Melanoma cell–derived exosomes promote epithelial–mesenchymal transition in primary melanocytes through paracrine/autocrine signaling in the tumor microenvironment

• Melanoma cell–derived exosomes promote phenotype switching in primary melanocytes.
• MAPK pathway and let-7i were involved in exosome-mediated EMT.
• EMT-related miRNAs (miR-191and let-7a) in exosomes may be used for melanoma diagnosis.
• Targeting exosome-mediated EMT may be an approach to prevent tumor progression.

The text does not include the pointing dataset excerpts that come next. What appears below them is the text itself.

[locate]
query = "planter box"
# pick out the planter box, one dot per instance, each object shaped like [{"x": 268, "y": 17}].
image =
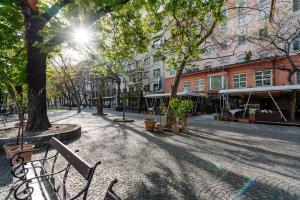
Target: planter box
[
  {"x": 244, "y": 120},
  {"x": 149, "y": 124},
  {"x": 175, "y": 128},
  {"x": 160, "y": 128},
  {"x": 12, "y": 150}
]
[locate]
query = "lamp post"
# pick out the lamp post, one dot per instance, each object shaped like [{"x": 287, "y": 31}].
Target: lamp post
[{"x": 123, "y": 97}]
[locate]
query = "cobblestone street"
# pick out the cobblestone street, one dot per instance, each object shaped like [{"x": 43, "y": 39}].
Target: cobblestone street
[{"x": 215, "y": 160}]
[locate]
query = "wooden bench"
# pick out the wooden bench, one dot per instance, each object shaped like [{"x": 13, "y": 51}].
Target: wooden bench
[{"x": 39, "y": 179}]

The tumor microenvironment is abundant with exosomes that are secreted by the cancer cells themselves. Exosomes are nanosized, organelle-like membranous structures that are increasingly being recognized as major contributors in the progression of malignant neoplasms. A critical element in melanoma progression is its propensity to metastasize, but little is known about how melanoma cell–derived exosomes modulate the microenvironment to optimize conditions for tumor progression and metastasis. Here, we provide evidence that melanoma cell–derived exosomes promote phenotype switching in primary melanocytes through paracrine/autocrine signaling. We found that the mitogen-activated protein kinase (MAPK) signaling pathway was activated during the exosome-mediated epithelial-to-mesenchymal transition (EMT)-resembling process, which promotes metastasis. Let-7i, an miRNA modulator of EMT, was also involved in this process. We further defined two other miRNA modulators of EMT (miR-191 and let-7a) in serum exosomes for differentiating stage I melanoma patients from non-melanoma subjects. These results provide the first strong molecular evidence that melanoma cell–derived exosomes promote the EMT-resembling process in the tumor microenvironment. Thus, novel strategies targeting EMT and modulating the tumor microenvironment may emerge as important approaches for the treatment of metastatic melanoma.